The government says it will dispatch 1,200 troops to fill in for striking ambulance drivers and border staff, who are due to walk out later this week. Unions say ambulance crews will attend the most serious calls, but officials say they can’t guarantee everyone who needs an ambulance will get one.

Health Minister Will Quince suggested people avoid “risky activity” during the ambulance strike.

“If there is activity that people are undertaking tomorrow, whether it’s for example, contact sport or other things, they might want to want to review that,” he told BBC radio.

Railway staff, passport officers and postal workers are also staging walkouts in the U.K.’s biggest strike wave for decades, a response to a cost-of-living crisis driven by soaring food and energy prices in the wake of the COVID-19 pandemic and Russia’s invasion of Ukraine.
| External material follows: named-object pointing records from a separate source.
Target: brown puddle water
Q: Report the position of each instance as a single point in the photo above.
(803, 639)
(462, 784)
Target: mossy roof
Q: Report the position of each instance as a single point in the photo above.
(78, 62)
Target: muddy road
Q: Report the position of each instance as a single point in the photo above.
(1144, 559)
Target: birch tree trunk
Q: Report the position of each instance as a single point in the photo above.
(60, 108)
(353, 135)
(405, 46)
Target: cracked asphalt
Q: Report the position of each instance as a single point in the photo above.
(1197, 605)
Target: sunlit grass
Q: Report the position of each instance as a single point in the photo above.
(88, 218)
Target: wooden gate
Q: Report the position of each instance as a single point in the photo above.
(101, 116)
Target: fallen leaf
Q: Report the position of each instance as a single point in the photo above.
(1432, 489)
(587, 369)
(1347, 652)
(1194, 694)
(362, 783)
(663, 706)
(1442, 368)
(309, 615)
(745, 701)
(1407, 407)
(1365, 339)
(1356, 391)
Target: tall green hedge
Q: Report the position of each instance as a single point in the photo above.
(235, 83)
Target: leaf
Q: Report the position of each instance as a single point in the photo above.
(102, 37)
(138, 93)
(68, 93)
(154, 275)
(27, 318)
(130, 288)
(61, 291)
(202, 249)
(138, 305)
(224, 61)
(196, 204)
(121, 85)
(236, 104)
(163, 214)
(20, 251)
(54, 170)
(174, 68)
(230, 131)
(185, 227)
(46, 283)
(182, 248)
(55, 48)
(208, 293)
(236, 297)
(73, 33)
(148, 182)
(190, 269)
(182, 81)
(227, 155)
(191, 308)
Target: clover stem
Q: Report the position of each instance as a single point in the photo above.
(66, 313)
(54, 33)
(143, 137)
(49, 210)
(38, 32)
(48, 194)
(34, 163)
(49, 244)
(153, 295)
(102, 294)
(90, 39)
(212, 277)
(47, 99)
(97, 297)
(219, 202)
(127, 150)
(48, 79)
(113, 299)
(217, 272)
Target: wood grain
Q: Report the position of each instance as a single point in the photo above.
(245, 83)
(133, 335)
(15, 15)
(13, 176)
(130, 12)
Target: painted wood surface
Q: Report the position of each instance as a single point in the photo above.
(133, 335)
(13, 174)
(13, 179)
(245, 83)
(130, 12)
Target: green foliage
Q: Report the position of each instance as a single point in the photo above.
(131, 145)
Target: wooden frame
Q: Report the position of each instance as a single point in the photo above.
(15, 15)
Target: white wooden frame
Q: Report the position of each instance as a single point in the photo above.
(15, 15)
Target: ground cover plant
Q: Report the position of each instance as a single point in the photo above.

Pat Cullen, head of nurses union the Royal College of Nursing, urged Sunak to “step in now and do the decent thing on behalf of every patient and member of the public of this country” by negotiating over pay. The union has asked for a raise of 5% above inflation but says it is willing to accept less.

The union says it will stage more strikes in January if there is no deal. Nurses have agreed to staff key areas including critical care and cancer services during the strikes, but thousands of operations and procedures have been canceled in England, Wales and Northern Ireland. Nurses in Scotland are not on strike.

The government insists it can't get directly involved in pay talks between unions and employers — but Sunak also told the Daily Mail that double-digit public sector raises would drive inflation even higher, which would “make people poorer in the long run.”

A meeting between Health Secretary Steve Barclay and leaders of three ambulance unions on Tuesday failed to produce a solution.

“The government have got to engage on pay because these strikes will escalate otherwise. That is the reality," said Onay Kasab from the Unite union.

The government is calculating that public opinion will turn on the unions as people across the U.K. face postponed hospital appointments, canceled trains and travel delays during the winter holiday season. But opinion polls show a high level of support for the workers — especially nurses.

Britain’s health system is under strain from surging demand as pandemic restrictions ease, alongside staff shortages from burnout and Brexit, which has made it harder for Europeans to work in the U.K.

Official statistics show that ambulances in many areas are stuck waiting outside hospital emergency departments, sometimes for hours, because there are no beds for the patients.

Rachel Harrison, national secretary of the GMB union representing ambulance staff, said the delays and backlogs were “having a devastating effect on our members — frustration, stress, burnout, exhaustion, low morale, mental health.”

On a picket line outside St. Thomas’ Hospital in London, nurse Rosie Wood said many of her colleagues were exhausted because of staff shortages.

“Nobody feels safe, because you’re always worried that you’ve missed something,” she said. “It’s not meant to be painful and stressful and horrible to come to work. So many people are unhappy in their jobs right now because they don’t get the joy out of caring for people because they just don’t feel they can do it properly.”